Can I export text? - Beginners' Questions

#1

2021-08-12

*

Perhaps a silly question but I have a bunch of text fields acquired via measuring path lengths. I need to clean them up (remove the units) and add up the numbers.

I currently use a tedious workflow of copying svg source and regexing through the file to remove the text that surrounds the numerical values I'm after. I export the remaining numerical values into a text file, and then to Excel to sum them up. So I'm wondering if there is a simpler way to extract these text fields as plain text?

Thanks.

#2

Tyler Durden @TylerDurden⚖

2021-08-13

👍*

Fast and dirty: save as pdf (embed text), open pdf and select all text, copy and paste into spreadsheet.

#3

thx-1138 @thx-1138

2021-08-14

Will try that.

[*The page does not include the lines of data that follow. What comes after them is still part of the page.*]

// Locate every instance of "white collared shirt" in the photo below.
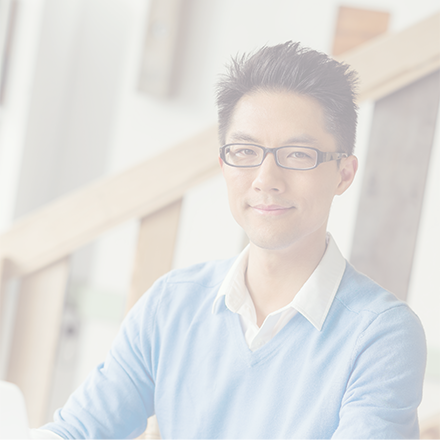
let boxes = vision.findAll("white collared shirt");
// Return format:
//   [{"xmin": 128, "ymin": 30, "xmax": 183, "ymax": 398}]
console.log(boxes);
[{"xmin": 212, "ymin": 233, "xmax": 346, "ymax": 351}]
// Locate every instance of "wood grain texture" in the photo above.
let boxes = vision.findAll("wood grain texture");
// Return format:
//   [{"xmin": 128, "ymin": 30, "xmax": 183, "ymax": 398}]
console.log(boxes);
[
  {"xmin": 338, "ymin": 12, "xmax": 440, "ymax": 102},
  {"xmin": 6, "ymin": 258, "xmax": 69, "ymax": 427},
  {"xmin": 332, "ymin": 6, "xmax": 390, "ymax": 56},
  {"xmin": 350, "ymin": 70, "xmax": 440, "ymax": 300},
  {"xmin": 138, "ymin": 0, "xmax": 184, "ymax": 96},
  {"xmin": 129, "ymin": 201, "xmax": 184, "ymax": 440},
  {"xmin": 126, "ymin": 199, "xmax": 182, "ymax": 314},
  {"xmin": 0, "ymin": 126, "xmax": 219, "ymax": 277}
]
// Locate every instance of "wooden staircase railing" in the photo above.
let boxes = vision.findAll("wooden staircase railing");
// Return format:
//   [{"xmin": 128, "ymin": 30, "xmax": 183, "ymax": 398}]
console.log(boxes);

Thank you.

#4

Xav @Xav👹

2021-08-15

Is the question "how can I export text", or is it "can I sum all the numeric text values in a document"? If it's the latter then a few lines of JavaScript, saved as a bookmarklet in a web browser, could probably do the job. Open the file in the browser, click the bookmarklet and get given the result.

Even if you need something a bit more complex than that (e.g. a CSV of the values, or only a subset summed) it might still be a simple task in JS. Can you post an example file with some details about what exactly you need to get out at the end of the process?

#5

thx-1138 @thx-1138

2021-08-17

Fair enough @Xav, that is also a valid approach. I'm not as familiar with JavaSript but I'll try to dip my toes into it and see how I can do this. Thanks.

#6

Xav @Xav👹

2021-08-18

If you can post an example file then I'm happy to help with this. For example this bit of code may be all you need (you can try running it in the developer console in the browser with one of your files loaded):

var result = Array.from(document.querySelectorAll('tspan')).reduce((acc, node) => { const value = parseFloat(node.innerHTML); return acc + (isNaN(value) ? 0 : value); }, 0); alert(result);

This includes some rudimentary error checking, but depending on what the text in your files looks like, even that much may not be necessary; or conversely it may require even more error checking to rule out pieces of text that might be interpreted as numbers when they shouldn't be. Without knowing more about the structure of the file, and what exactly you want to achieve, it's hard to say whether using JS would be (relatively) trivial, or would quickly become complex.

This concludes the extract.